How can we make disease prevention a priority?

Prevention is my mantra. The more we can prevent the better. We’ll be healthier as a community and healthier as a nation, but we also need to recognize that there are other things that contribute to health, like clean air and clean water and where we live. Focusing on those things also can add to our disease prevention—priorities we need to be thinking of as a nation. We need to think about how everything affects our health, not just whether you went to the doctor and whether you got a blood pressure pill, but is there a place to walk, is there a place for your kids to play.

How can having a sense of purpose advance efforts to live longer, healthier lives?
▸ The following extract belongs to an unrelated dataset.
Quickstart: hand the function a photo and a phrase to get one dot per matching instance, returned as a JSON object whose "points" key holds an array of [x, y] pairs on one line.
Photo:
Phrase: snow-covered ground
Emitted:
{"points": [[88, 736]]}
Scientific research shows us that having a purpose is one of the hallmarks of what we call blue zones, where people live longer, healthier lives around the world—one of the things that the people have in common is that they have a sense of purpose. Everybody should want to feel like they’re making a difference somewhere in their lives. If you’ve got a purpose when you get up in the morning, a belief in something that you want to do or something that keeps you going, you’re going to be healthier because of it, you’re going to feel better, you’re going to want to do, you’re going to want to be healthy.

Do you have any advice for women wanting to enter the medical field?

We need more people entering the health careers. We certainly need more women entering, and we really need more minorities entering health careers. Less than 7 percent of physicians are minority, and that’s the same percentage as during the Flexner Report of 1910. So, we need more. Whether they become a doctor or a nurse or dentist or pharmacist, we just need them going into those science fields, those STEM fields, and the advice I would say is go for it and stick to it.